Bienvenido a Sector Ejecutivo, revista de Economía y Empresas / España, Nº 220 Abril de 2017

Enrique Díaz Tejeiro, presidente de Solaria


Juan Comas

Solaria Energía y Medio Ambiente es un ejemplo de compañía por su rápida expansión e innovación tecnológica. En pocos años de andadura se ha posicionado como una de las empresas líderes del sector de energías renovables permitiéndole iniciar en 2009 su internacionalización. Este paso fue fruto del buen hacer de los dos verdaderos ejecutivos de Solaria y a la vez hijos del presidente de la compañía, Enrique Díaz Tejeiro, que como él mismo reconoce “son quienes llevan las riendas de la empresa cada día”. Su aventura bursátil es el otro gran logro de Solaria, pues tiene el honor de ser la primera empresa solar que cotiza en la Bolsa Española.

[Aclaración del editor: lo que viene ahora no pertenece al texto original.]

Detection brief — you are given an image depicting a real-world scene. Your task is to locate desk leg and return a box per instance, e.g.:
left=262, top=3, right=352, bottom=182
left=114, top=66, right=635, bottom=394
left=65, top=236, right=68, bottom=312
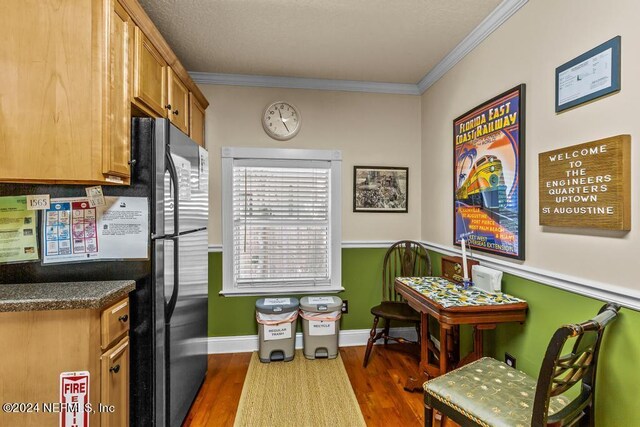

¿Por qué decidió crear Solaria en 2002?
Decidí poner en marcha Solaria porque detecté que había necesidad de una compañía como ésta en el mercado de energía solar. Antes de crear Solaria empecé a hacer algunas instalaciones solares con otra empresa que tuve anteriormente y ante la creciente demanda mi familia y yo nos dimos cuenta de que era necesario independizar nuestra actividad en instalaciones solares del resto de funciones, entre ellas la climatización, que desempeñábamos con esa misma empresa. Solaria nació en noviembre de 2002 con un capital de 6.000 euros que aportamos los cinco miembros que conformamos la familia. A partir de ese momento, comenzamos a realizar instalaciones solares a través de Solaria, tanto térmicas como fotovoltaicas. En 2005 decidimos poner en marcha una fábrica propia, ya que hasta entonces comprábamos módulos a una empresa sevillana que los importaba de Israel. La demanda fue tan grande que la fábrica se quedó pequeña y pensamos que necesitaríamos más recursos, de ahí que decidiéramos en junio de 2007 salir a Bolsa. La aventura bursátil de Solaria tuvo un gran éxito y conseguimos todos los recursos necesarios para las inversiones que vinieron posteriormente, como la puesta en marcha de nuevas líneas de fabricación, la fábrica de células, la compra de terreno para almacenaje, la construcción de la fábrica de La Rioja. A día de hoy el 62% del accionariado de la compañía es de la familia y el 38% restante está en Bolsa en manos de accionistas minoritarios.
En cuanto al aspecto productivo, háblenos de la tecnología que aplican y la política de calidad que tanto cuidan.
La tecnología de Solaria la importamos de EE.UU. Mis hijos y yo estuvimos en Chicago y Boston visitando las fábricas de energía solar de estas zonas y decidimos traer a España esa línea de producción que, a día de hoy, está muy mejorada. Cuidamos mucho del I+D+I y en 2010 adjudicamos a este departamento un presupuesto del 2% de la facturación total. Gracias a esta apuesta el centro de investigación y desarrollo de Solaria, localizado en nuestras instalaciones de Puertollano trabaja en el desarrollo de nuevas tecnologías junto con las principales Universidades del país. La reducción del coste de materiales, las economías de escala, la mejora de la eficiencia de las células y las técnicas de fabricación son algunas de las áreas en las que está trabajando Solaria para hacer de la energía fotovoltaica una energía compatible con las fuentes de energía tradicionales.
Creo que estas son razones suficientes para que en 2011 incrementemos hasta el 3% de la facturación total de la compañía el presupuesto que dedicamos al departamento de I+D+I.